Capturing John Lennon, Paul McCartney, George Harrison and Ringo Starr in their electrifying element, 'A Hard Day's Night' is a wildly irreverent journey through this pastiche of a day in the life of The Beatles during 1964. The band have to use all their guile and wit to avoid the pursuing fans and press to reach their scheduled television performance, in spite of Paul's troublemaking grandfather and Ringo's arrest.

The Quartile Take

A Hard Day's Night is a genuine landmark — Richard Lester's kinetic, hand-held, vérité-influenced style essentially invented the visual language of the pop music film and the music video. The cinematography (Gilbert Taylor and David Watkin) is inventive and energetic, earning a well-above-average mark.
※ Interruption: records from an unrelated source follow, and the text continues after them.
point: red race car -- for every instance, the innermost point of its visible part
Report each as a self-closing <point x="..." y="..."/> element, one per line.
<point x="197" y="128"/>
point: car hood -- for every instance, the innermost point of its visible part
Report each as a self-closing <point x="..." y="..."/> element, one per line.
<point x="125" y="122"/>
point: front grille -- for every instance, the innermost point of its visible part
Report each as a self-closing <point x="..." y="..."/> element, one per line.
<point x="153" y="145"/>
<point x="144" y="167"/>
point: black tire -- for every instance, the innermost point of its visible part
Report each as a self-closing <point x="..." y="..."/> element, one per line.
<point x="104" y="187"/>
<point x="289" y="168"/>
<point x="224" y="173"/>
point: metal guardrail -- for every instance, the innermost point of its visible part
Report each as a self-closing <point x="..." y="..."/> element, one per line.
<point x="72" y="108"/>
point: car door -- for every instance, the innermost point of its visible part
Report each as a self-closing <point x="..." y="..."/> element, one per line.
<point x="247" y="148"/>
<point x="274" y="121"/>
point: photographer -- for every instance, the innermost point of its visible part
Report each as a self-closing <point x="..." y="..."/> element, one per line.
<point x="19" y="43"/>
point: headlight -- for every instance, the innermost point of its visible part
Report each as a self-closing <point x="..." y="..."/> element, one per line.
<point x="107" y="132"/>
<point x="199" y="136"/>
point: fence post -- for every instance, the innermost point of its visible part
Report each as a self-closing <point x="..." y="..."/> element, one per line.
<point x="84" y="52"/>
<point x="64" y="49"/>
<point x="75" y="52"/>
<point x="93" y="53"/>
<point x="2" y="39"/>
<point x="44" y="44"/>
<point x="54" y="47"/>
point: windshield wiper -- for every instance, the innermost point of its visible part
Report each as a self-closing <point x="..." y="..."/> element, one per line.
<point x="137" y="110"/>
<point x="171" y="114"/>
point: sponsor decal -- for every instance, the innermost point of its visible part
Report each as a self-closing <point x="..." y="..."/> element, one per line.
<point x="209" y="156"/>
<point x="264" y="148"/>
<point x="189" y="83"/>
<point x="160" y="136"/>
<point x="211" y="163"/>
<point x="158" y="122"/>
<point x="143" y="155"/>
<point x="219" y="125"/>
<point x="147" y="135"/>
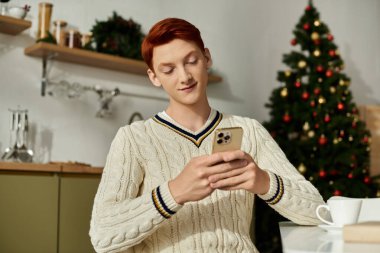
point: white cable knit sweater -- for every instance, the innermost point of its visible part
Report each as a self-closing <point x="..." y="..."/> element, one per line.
<point x="135" y="212"/>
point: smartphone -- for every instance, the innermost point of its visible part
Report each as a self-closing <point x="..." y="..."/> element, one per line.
<point x="227" y="139"/>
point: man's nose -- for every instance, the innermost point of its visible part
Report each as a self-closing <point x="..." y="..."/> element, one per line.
<point x="185" y="75"/>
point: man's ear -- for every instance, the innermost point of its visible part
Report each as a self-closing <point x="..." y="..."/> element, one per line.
<point x="208" y="58"/>
<point x="153" y="78"/>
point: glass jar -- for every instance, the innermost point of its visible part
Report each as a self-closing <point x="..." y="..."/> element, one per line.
<point x="73" y="39"/>
<point x="59" y="32"/>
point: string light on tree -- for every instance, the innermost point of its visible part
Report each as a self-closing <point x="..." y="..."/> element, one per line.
<point x="302" y="64"/>
<point x="315" y="36"/>
<point x="329" y="73"/>
<point x="284" y="92"/>
<point x="322" y="140"/>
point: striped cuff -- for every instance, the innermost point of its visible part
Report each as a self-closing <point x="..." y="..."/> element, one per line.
<point x="163" y="201"/>
<point x="276" y="189"/>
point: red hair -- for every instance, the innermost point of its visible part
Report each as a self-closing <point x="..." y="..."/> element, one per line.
<point x="164" y="32"/>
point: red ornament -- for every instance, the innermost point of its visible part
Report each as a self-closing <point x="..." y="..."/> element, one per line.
<point x="305" y="95"/>
<point x="330" y="37"/>
<point x="320" y="68"/>
<point x="286" y="118"/>
<point x="329" y="73"/>
<point x="322" y="173"/>
<point x="332" y="53"/>
<point x="322" y="140"/>
<point x="317" y="91"/>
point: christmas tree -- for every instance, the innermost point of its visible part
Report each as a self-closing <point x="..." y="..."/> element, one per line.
<point x="314" y="118"/>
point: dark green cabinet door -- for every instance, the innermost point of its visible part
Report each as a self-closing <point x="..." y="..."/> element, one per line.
<point x="76" y="200"/>
<point x="28" y="212"/>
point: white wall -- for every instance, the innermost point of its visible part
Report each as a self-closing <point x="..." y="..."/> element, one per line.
<point x="247" y="39"/>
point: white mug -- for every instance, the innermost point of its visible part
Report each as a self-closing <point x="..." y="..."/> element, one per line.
<point x="343" y="211"/>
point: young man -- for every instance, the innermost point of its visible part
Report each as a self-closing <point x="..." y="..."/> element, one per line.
<point x="163" y="191"/>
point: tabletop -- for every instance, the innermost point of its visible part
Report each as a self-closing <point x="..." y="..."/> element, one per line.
<point x="306" y="239"/>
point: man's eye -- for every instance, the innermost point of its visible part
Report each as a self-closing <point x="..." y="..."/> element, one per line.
<point x="167" y="71"/>
<point x="193" y="61"/>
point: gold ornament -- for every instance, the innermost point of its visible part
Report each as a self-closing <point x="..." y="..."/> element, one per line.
<point x="321" y="100"/>
<point x="302" y="64"/>
<point x="284" y="92"/>
<point x="317" y="53"/>
<point x="315" y="36"/>
<point x="306" y="126"/>
<point x="302" y="168"/>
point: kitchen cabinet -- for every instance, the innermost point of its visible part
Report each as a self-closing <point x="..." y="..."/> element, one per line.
<point x="28" y="212"/>
<point x="46" y="207"/>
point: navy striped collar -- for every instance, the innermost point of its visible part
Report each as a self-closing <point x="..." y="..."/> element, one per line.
<point x="196" y="138"/>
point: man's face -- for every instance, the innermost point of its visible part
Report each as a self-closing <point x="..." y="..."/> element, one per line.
<point x="180" y="67"/>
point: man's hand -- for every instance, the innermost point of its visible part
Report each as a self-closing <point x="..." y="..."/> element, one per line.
<point x="193" y="183"/>
<point x="249" y="177"/>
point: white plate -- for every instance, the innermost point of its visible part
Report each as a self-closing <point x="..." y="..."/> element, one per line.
<point x="331" y="229"/>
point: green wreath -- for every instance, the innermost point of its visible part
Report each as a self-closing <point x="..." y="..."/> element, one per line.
<point x="117" y="36"/>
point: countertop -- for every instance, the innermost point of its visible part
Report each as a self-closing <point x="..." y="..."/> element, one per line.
<point x="58" y="167"/>
<point x="306" y="239"/>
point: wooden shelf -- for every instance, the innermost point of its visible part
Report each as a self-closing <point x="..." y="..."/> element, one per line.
<point x="94" y="59"/>
<point x="71" y="168"/>
<point x="13" y="26"/>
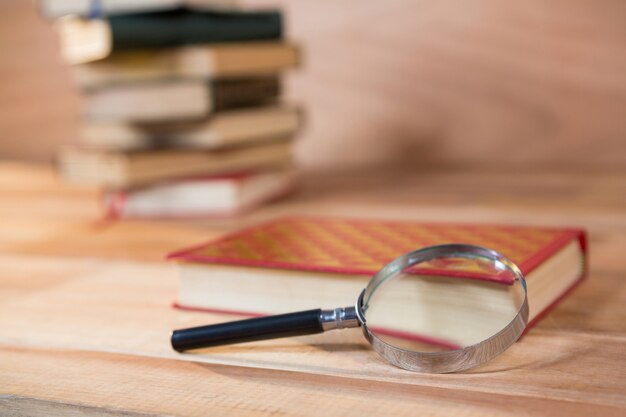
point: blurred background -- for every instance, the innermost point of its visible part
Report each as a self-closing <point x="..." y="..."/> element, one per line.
<point x="412" y="84"/>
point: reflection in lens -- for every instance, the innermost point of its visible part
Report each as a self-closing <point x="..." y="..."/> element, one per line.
<point x="446" y="303"/>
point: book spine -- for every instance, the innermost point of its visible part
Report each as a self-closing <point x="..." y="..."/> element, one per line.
<point x="229" y="94"/>
<point x="183" y="27"/>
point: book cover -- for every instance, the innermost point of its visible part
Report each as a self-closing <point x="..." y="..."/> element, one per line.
<point x="362" y="247"/>
<point x="244" y="272"/>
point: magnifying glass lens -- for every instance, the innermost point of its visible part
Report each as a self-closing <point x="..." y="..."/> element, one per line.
<point x="444" y="303"/>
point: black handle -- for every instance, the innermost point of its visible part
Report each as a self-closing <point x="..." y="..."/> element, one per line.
<point x="262" y="328"/>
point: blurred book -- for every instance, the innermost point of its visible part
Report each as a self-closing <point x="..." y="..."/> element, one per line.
<point x="300" y="263"/>
<point x="53" y="9"/>
<point x="124" y="170"/>
<point x="202" y="196"/>
<point x="84" y="40"/>
<point x="224" y="129"/>
<point x="178" y="99"/>
<point x="198" y="61"/>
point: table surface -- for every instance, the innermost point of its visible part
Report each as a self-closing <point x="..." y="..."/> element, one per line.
<point x="85" y="307"/>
Novelty is high because the film is genuinely singular: its irreverent, anarchic tone, the blend of mockumentary and surrealism, and its documentation of Beatlemania make it unmistakably one-of-a-kind. The Beatles themselves are naturally charismatic and witty, but the acting is solid rather than exceptional — they play exaggerated versions of themselves. The plot is deliberately thin and episodic, functional rather than remarkable. The ending resolves pleasantly but without great dramatic weight.